Images. John Wardle Architects

The award winning Shearing House, is so named for its proximity to a historically sheep farm in Australia’s Huon Valley

This sheep inspired homes, designed by John Wardle Architects, is ironically named for its proximity to an existing historic cottage on a working sheep farm. According to the firm the site is located where an old shearing shed once stood before it was raised by fire. The space that now houses old shearers and other sheeply memorabilia is used primarily as a weekend getaway for family and friends.

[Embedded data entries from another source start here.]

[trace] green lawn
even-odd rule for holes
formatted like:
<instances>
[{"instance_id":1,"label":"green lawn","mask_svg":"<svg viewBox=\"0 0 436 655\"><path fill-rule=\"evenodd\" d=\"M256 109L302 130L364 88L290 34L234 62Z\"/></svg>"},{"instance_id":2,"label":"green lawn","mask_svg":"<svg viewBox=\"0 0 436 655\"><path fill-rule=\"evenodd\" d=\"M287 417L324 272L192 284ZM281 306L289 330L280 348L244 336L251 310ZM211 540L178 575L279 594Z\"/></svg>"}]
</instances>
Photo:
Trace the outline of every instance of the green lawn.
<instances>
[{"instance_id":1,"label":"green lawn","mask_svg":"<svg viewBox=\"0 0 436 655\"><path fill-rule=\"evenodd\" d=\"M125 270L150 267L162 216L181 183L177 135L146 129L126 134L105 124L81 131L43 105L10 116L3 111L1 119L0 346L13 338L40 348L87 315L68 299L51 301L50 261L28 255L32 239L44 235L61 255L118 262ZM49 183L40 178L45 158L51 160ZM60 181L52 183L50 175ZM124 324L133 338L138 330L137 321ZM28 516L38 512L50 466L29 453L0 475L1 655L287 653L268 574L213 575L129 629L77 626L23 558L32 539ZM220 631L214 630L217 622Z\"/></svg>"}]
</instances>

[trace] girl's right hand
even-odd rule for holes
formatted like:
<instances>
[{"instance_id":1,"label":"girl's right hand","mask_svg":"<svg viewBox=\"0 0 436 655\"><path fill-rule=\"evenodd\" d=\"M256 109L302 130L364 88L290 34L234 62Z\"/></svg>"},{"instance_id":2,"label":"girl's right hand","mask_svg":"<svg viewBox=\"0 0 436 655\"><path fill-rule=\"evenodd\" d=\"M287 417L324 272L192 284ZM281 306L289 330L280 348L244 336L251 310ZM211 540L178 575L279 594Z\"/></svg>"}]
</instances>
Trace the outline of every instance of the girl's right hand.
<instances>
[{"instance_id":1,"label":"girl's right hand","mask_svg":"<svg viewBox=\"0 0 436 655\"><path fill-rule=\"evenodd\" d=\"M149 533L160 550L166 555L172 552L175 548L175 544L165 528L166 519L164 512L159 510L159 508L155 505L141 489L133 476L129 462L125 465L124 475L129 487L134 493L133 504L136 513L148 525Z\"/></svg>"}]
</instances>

Bedrooms likely evoke an apple scent thanks to recycled apple box crates used as the primary lining

The plan according to the architect is designed to, “transform along its length to shift the profile of a slender skillion at the western end to a broad gable at the east. The geometry of this shift is carried through to the layout of internal walls, lining boards and window frames. A singular palette of materials is used with corrugated galvanized iron to the exterior, and timber internally. Inside is a large open living/dining/kitchen area, bathroom and laundry, two bedrooms and a bunkroom.”

The inner wooden lining is that of Pinus Macrocarpa, a wood which is sourced from various suppliers primarily gathered from old rural windbreaks. Bedrooms likely evoke apple scent thanks to recycled apple box crates used as the primary lining. Sourced from old orchards in the Huon Valley region, the apple crate timber has remained stacked but unused since the late 1960s.

The architect also reports the incorporation of other ‘unusual materials’ in the residence, again sourced from old shearer tools and the like from the now gone shed.